200年目の鐘



          Ding-dong 1
             〜霧の中の影〜

 どの位時間が経ったのだろうか。どうやら自分は死んではいないらしい、そのことはすぐに理解できた。
 しかし目を開いているのに何も見えない。ラウルはゆっくりと起き上がり首を軽く振ると、辺りを見回した。

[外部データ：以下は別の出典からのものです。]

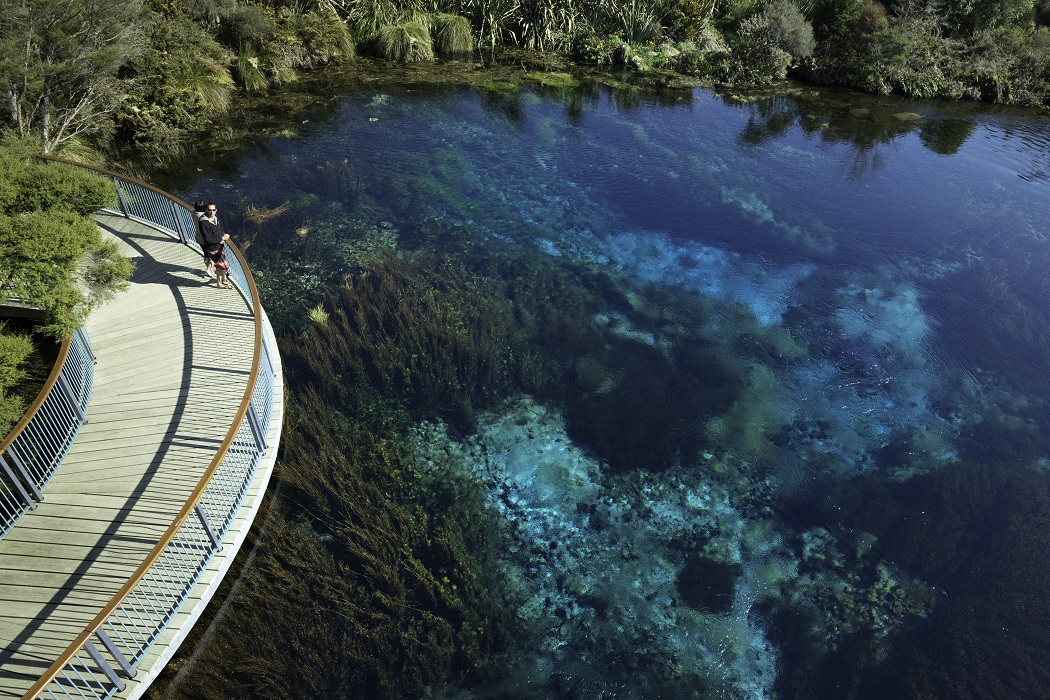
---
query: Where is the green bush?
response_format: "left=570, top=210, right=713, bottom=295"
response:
left=720, top=14, right=791, bottom=85
left=762, top=0, right=815, bottom=58
left=376, top=22, right=434, bottom=63
left=0, top=149, right=132, bottom=338
left=237, top=42, right=270, bottom=91
left=114, top=14, right=235, bottom=152
left=0, top=322, right=33, bottom=439
left=434, top=13, right=474, bottom=56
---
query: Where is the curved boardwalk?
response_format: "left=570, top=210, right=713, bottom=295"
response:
left=0, top=214, right=280, bottom=698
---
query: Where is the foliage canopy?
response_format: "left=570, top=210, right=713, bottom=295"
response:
left=0, top=147, right=132, bottom=338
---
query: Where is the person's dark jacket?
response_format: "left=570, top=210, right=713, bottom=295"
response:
left=201, top=216, right=224, bottom=251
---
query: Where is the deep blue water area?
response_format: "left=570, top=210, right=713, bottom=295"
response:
left=182, top=79, right=1050, bottom=698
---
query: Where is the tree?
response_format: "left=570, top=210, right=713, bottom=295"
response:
left=0, top=0, right=143, bottom=153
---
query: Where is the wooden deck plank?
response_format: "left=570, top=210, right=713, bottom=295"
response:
left=0, top=215, right=264, bottom=698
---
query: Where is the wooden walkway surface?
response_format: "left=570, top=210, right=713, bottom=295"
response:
left=0, top=215, right=280, bottom=698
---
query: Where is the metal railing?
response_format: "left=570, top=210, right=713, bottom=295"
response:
left=22, top=158, right=276, bottom=700
left=0, top=328, right=95, bottom=538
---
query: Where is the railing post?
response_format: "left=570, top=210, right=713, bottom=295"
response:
left=77, top=326, right=99, bottom=364
left=193, top=501, right=223, bottom=551
left=248, top=401, right=267, bottom=451
left=58, top=375, right=87, bottom=423
left=0, top=454, right=37, bottom=510
left=112, top=175, right=128, bottom=216
left=0, top=445, right=44, bottom=508
left=84, top=641, right=126, bottom=692
left=168, top=199, right=189, bottom=246
left=95, top=628, right=134, bottom=678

 眼が見えなくなった訳ではないらしい。辺りの薄暗さと濃い霧が視界を悪くしているのだった。
 しばらくその場に佇み真っ直ぐ前を見つめた。
 一体此処は何処なのか、自分は今どうすべきなのか。
 しかしこの霧ではこれ以上進むことはできない。闇雲に進めばこの濃い霧の中に吸い込まれ、永遠に帰って来れないような気がした。
 霧が晴れるまで此処に居ようか。
 そう考えた時、背後で足音が聞こえた。それはだんだん大きさを増し、真っ直ぐ自分の方へ近づいてくる。
 ラウルは後ろを振向くと、剣の柄に手を掛けた。
「お待ちしておりました」
 聞こえてきたのは静で落着いた少女の声。そしてその声に反応するかのように、あれだけ濃かった霧は一瞬で晴れていった。辺りには沢山の木や草が生い茂っている。